Research Interests

Explainable Time-travelling Debugging

Debugging, or fault localization, is considered as one of the most time-consuming in software development. When a bug happens, programmers need to not only pinpoint the root cause, but also have a deep understanding so that they can fix it. Typically, automated debugging approaches usually suffer from the fundamental problem of specification missing, i.e., the specification of the code implementation is missing. To tackle this problem, our ICSE'17 paper describes a trace-travelling debugging approach, which asks for programmers’ feedback as partial code specification and interactively recommends suspicious steps on the buggy execution trace. Based on the trace collection technique in this work, we build a regression fault localization technique, which can automatically compare a correct trace and a buggy trace to generate explanation for a regression bug. The source code is available at https://github.com/llmhyy/microbat and https://github.com/llmhyy/tregression (TSE'19). On tackling the debugging problem, we observe the limit of dynamic slicing, a traditional approach to locating relevant program statements based on a given statement. That is, dynamic slicing comes into a dead end when a software bug is caused by missing some code or missing the execution of some code. To this end, our ASE'18 paper proposed a data-driven approach to enhance dynamic slicing by building a neural network to predict the location where code or the execution of code is missing.

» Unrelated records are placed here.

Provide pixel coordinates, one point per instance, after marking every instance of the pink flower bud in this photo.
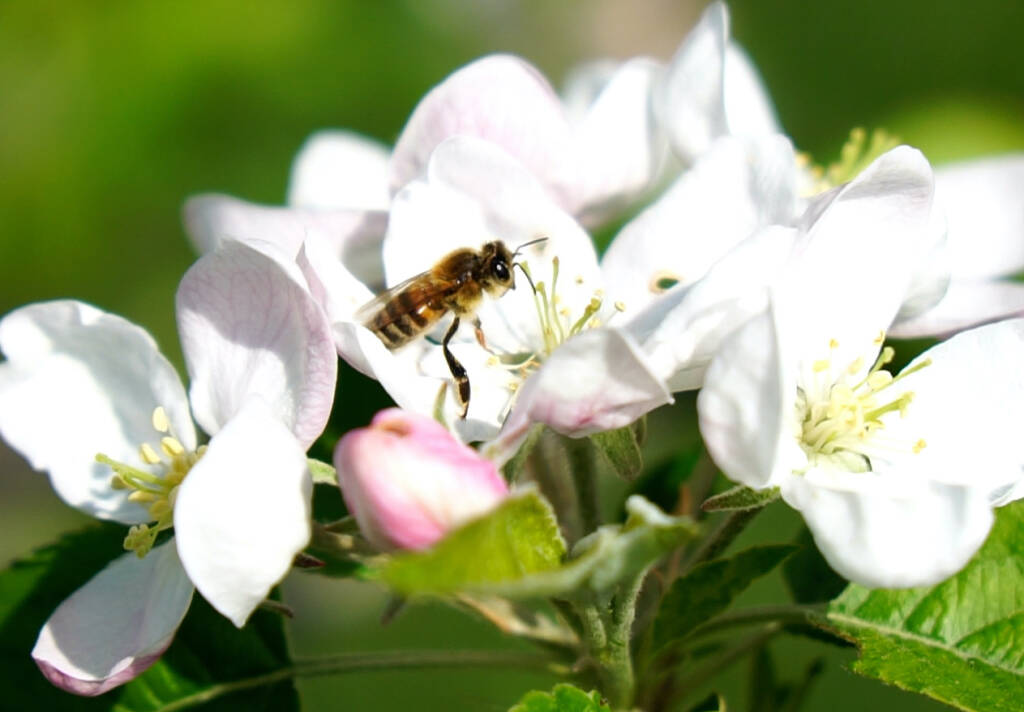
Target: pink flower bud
(409, 482)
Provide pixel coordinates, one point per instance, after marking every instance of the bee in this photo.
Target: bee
(457, 284)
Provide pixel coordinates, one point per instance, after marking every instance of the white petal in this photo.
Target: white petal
(250, 328)
(500, 98)
(967, 408)
(78, 382)
(856, 262)
(720, 201)
(211, 218)
(690, 102)
(982, 200)
(683, 329)
(243, 511)
(967, 303)
(741, 408)
(749, 110)
(888, 531)
(595, 381)
(340, 169)
(619, 145)
(117, 625)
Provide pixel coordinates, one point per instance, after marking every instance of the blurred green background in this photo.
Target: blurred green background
(111, 114)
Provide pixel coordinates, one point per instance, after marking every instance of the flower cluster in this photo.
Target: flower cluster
(769, 287)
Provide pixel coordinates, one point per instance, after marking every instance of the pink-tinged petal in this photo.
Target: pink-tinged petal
(982, 200)
(967, 303)
(742, 408)
(117, 625)
(598, 380)
(77, 382)
(620, 147)
(710, 209)
(888, 529)
(409, 482)
(690, 101)
(749, 110)
(243, 511)
(250, 327)
(683, 329)
(340, 169)
(499, 98)
(212, 218)
(474, 193)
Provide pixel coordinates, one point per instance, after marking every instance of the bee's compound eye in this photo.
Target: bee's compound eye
(501, 271)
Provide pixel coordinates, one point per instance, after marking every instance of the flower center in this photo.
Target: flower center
(557, 324)
(840, 418)
(156, 491)
(854, 157)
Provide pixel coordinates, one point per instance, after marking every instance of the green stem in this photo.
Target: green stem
(355, 662)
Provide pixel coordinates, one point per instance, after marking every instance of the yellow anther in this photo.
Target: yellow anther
(147, 454)
(171, 446)
(160, 421)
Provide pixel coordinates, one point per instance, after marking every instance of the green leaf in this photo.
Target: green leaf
(516, 552)
(808, 576)
(517, 539)
(207, 652)
(563, 698)
(622, 451)
(709, 589)
(961, 641)
(740, 499)
(323, 473)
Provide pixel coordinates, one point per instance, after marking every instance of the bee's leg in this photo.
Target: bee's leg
(457, 369)
(480, 338)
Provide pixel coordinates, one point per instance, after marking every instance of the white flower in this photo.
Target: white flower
(86, 396)
(985, 214)
(895, 475)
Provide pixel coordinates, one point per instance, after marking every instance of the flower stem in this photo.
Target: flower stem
(355, 662)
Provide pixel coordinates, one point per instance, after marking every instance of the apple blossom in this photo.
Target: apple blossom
(86, 396)
(884, 468)
(408, 480)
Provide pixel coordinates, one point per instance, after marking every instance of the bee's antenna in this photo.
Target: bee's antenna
(527, 244)
(523, 269)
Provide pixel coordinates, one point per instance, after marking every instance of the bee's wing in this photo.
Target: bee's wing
(420, 288)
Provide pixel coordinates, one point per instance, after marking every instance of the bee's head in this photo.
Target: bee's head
(496, 268)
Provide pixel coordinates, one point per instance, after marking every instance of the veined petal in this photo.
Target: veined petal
(77, 382)
(340, 169)
(211, 218)
(619, 144)
(691, 102)
(711, 208)
(598, 380)
(249, 327)
(500, 98)
(982, 200)
(972, 393)
(967, 303)
(683, 329)
(742, 408)
(749, 110)
(243, 512)
(117, 625)
(865, 242)
(891, 530)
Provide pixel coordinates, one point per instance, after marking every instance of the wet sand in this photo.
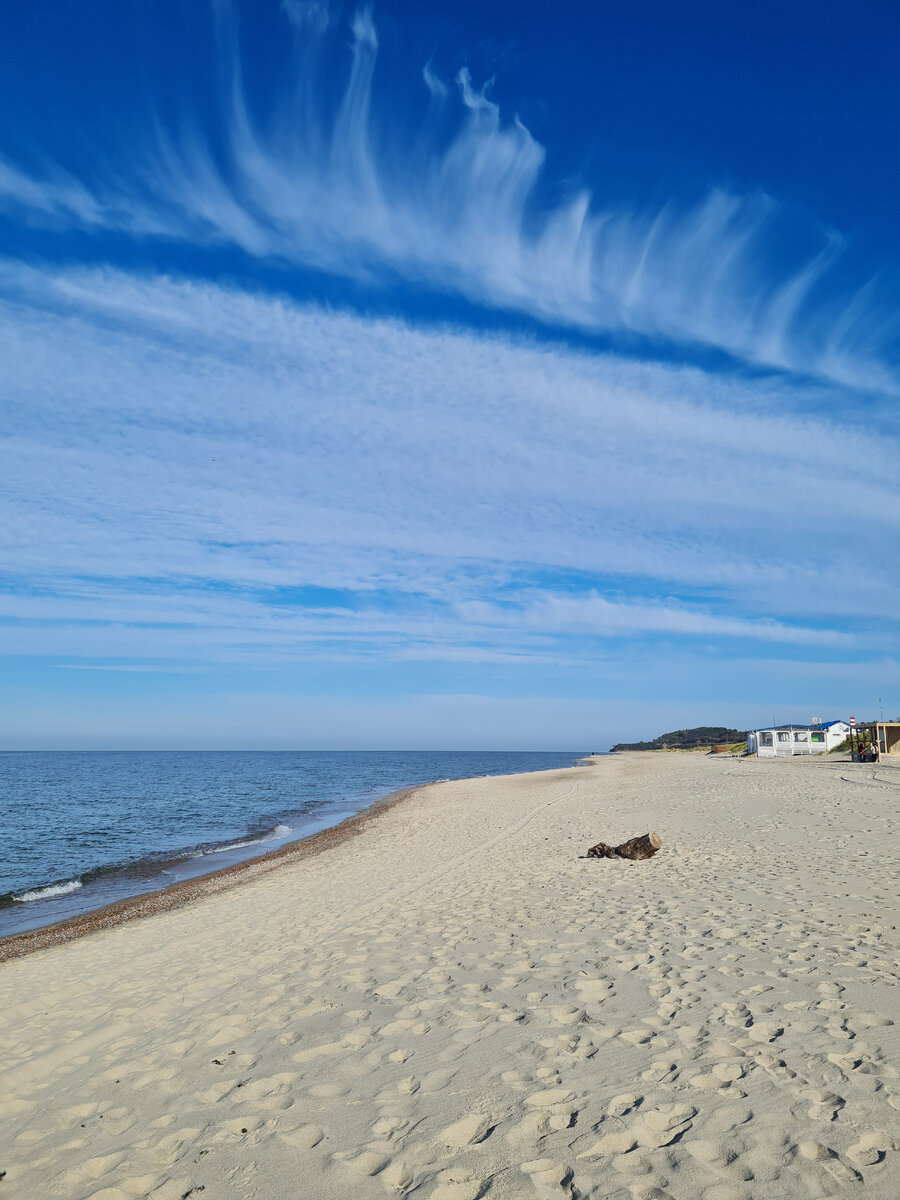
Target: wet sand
(447, 1001)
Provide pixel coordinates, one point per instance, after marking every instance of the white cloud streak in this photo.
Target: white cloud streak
(469, 216)
(190, 455)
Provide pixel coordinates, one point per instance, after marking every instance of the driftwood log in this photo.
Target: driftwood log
(645, 846)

Causal Visualization for AI Models

Deep learning models are widely used for classification tasks. Once the model’s performance cannot meet the expectation, it takes data scientists and programmers great efforts to understand the root cause. Existing explainable AI techniques are proposed to answer why a sample will be predicted as a certain class, but very few techniques can answer why the prediction are formed during the training?. We propose a technique, DeepVisualInsight, to visualize how the training samples and their formed classification boundary/landscape are evolved during the training process (AAAI'22)). DeepVisualInsight is a time-travelling (or record-and-replay) visualization for deep classifiers. Moreover, we propose the spatial and temporal properties which needs to be satisfied by all the future time-travelling visualization. Technically, we design approaches to (inverse-)project between high-dimensional and low-dimensional space, while preserving a set of required mathematical properties.

AI as an Explanation (in cybersecurity system)

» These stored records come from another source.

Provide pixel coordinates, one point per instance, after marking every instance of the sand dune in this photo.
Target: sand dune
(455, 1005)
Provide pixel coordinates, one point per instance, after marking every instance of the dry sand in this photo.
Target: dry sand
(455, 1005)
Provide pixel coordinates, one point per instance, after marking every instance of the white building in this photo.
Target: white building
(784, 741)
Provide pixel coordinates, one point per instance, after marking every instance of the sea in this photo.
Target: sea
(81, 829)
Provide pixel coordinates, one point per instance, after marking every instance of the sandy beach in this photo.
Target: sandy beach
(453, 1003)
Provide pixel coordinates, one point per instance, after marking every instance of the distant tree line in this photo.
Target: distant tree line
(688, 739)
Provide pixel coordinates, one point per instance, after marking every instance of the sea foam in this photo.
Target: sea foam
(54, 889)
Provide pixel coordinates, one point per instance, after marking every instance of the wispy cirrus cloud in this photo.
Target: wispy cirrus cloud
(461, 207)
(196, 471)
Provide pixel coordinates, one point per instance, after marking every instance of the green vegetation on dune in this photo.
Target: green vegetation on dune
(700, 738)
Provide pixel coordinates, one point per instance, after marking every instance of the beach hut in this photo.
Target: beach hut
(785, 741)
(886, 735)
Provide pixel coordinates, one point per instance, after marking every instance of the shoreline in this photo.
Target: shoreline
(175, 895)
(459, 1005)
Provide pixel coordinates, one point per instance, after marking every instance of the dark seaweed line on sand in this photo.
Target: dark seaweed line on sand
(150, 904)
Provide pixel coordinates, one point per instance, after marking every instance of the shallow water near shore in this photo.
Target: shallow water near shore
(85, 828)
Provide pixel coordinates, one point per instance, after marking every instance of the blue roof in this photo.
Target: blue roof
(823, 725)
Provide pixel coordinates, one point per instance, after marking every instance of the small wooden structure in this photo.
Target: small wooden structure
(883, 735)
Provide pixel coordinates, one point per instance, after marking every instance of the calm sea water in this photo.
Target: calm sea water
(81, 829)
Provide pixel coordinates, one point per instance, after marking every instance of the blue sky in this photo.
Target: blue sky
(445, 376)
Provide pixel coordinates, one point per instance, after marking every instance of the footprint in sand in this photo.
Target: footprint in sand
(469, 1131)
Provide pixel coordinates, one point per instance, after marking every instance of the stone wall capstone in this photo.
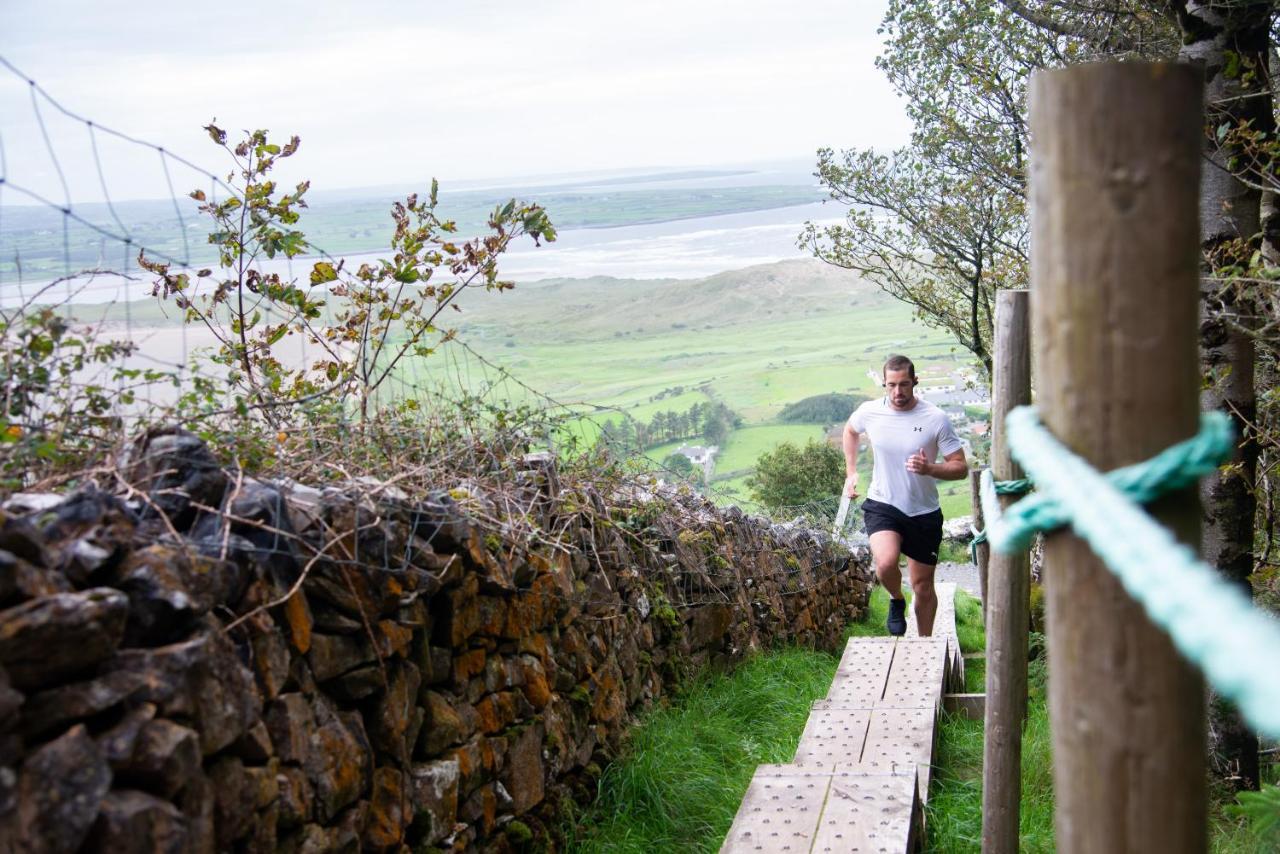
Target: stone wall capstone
(218, 663)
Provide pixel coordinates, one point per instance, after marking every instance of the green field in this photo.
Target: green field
(754, 339)
(348, 222)
(600, 350)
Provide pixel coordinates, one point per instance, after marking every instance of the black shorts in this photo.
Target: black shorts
(922, 535)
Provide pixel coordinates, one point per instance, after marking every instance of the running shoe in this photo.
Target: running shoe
(896, 622)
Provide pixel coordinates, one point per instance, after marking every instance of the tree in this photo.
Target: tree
(791, 475)
(383, 313)
(1232, 42)
(941, 223)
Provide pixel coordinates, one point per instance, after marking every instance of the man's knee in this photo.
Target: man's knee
(923, 587)
(886, 563)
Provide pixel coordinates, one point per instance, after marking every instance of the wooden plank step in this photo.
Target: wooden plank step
(917, 674)
(882, 740)
(863, 670)
(801, 808)
(945, 626)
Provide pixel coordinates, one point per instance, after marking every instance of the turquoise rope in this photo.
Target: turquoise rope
(1211, 622)
(1175, 467)
(1005, 488)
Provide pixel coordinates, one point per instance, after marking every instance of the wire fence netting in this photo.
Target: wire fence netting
(205, 322)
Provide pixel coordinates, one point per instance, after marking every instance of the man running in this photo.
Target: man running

We propose an AI-powered explainable approach for phishing detection system, which generates explanation to justify its decision (USENIX Sec’21). Technically, we transform phishing detection problem as a computer vision problem of object detection and pattern recognition. The object detection technique can locate the logo information on the screenshot, while the pattern recognition technique (here, we use a Siamese neural network) can recognize which logo is used on the screenshot. By this means, we use AI techniques to extract the brand intention from the screenshot of a webpage. By comparing the identified brand and the domain of a webpage, we can decide why an URL/webpage is phishing, along with its explanation. Figure 6 shows our generated explanation for the phishing detection application. The explanation allows us to detect phishing webpages even more precisely. We deployed Phishpedia with a crawler and can discover about 50 new zero-day phishing websites every day.

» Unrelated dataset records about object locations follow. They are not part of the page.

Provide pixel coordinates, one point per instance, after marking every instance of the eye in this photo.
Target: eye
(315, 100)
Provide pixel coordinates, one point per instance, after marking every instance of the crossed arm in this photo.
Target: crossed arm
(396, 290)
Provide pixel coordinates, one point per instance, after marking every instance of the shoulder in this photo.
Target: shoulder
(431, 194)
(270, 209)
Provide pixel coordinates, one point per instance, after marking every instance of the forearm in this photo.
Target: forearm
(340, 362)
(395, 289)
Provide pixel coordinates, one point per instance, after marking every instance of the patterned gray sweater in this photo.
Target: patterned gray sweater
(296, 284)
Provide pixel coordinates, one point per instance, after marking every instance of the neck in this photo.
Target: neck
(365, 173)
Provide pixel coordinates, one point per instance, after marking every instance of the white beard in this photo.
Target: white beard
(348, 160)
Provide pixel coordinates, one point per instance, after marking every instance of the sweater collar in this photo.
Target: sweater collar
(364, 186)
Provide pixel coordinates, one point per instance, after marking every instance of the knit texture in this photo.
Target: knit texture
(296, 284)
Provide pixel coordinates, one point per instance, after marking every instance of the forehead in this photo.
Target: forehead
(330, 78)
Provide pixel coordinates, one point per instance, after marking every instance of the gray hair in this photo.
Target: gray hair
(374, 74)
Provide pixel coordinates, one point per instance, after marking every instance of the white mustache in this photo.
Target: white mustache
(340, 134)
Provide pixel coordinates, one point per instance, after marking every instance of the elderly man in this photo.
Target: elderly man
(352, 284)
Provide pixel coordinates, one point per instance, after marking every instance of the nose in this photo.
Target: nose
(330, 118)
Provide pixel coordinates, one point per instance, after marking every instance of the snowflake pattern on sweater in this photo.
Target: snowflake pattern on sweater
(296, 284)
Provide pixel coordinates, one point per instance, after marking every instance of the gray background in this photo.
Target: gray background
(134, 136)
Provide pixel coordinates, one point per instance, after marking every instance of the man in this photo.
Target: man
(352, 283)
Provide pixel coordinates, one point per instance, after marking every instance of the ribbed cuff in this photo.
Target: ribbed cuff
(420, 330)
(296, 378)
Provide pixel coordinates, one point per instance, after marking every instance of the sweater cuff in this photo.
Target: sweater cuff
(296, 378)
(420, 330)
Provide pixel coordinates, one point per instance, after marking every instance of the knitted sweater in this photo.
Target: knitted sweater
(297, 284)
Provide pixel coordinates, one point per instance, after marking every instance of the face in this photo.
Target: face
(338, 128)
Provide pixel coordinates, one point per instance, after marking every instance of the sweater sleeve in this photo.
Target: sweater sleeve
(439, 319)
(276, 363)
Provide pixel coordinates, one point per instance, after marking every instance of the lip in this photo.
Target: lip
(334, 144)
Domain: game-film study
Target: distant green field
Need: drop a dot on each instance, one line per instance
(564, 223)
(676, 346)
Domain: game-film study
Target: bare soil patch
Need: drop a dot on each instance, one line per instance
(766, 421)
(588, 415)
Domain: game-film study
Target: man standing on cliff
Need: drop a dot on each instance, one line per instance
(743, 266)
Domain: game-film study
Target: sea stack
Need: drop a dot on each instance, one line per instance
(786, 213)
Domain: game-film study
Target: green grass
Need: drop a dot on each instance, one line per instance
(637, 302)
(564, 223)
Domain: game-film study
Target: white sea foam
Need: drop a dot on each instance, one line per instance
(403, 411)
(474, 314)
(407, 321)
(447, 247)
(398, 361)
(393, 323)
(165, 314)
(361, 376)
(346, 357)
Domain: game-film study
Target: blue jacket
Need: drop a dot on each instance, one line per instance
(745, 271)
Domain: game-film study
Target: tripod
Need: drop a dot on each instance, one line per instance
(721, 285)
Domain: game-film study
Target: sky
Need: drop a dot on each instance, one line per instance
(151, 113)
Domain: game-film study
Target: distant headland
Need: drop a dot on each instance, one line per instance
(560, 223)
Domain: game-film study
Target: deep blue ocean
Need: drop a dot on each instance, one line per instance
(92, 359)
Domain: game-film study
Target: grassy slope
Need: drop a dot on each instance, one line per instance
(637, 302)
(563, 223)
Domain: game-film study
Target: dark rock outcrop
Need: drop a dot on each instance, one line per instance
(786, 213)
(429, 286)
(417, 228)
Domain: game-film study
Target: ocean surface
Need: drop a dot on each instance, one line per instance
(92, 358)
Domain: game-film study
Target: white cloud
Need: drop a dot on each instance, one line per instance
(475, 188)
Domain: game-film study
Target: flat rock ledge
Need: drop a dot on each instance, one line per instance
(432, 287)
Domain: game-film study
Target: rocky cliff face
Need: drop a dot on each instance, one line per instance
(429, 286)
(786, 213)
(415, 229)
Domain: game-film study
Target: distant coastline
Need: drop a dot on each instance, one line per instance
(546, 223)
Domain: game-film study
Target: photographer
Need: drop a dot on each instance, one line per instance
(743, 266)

Search-based Software Testing

Search-based software testing (SBST) considers software testing as an optimization problem, to generate test cases to maximize code coverage of a program. Existing test generator (e.g., EvoSuite and Randoop) and fuzzer (e.g., AFL) have proved their success to cover program branches and discovery software vulnerabilities in practice. We improve SBST in two folds, which technically improves the branch coverage of stateof-the-art tool EvoSuite by 5-7%. First, we propose a gradient recovery technique to reshape the noncontinuous and flat search space into a continuous and monotonous one (ISSTA'20). Specifically, when we find the search landscape is flat (e.g., flag problem in SBST), we use interprocedural program analysis technique to recover the search gradients. Second, we propose a test seed synthesis technique to generate a “shortcut” solution much closer to the global optimal solution (ESEC/FSE'21). Starting the search with a good initial seed can largely improve the search efficiency of a lot of meta-heuristic search algorithms. Specifically, we transform the dataflow of a target program branch into a template of the object construction process. By this means, our approach can construct more legitimate object as inputs and achieve a much higher program branch coverage.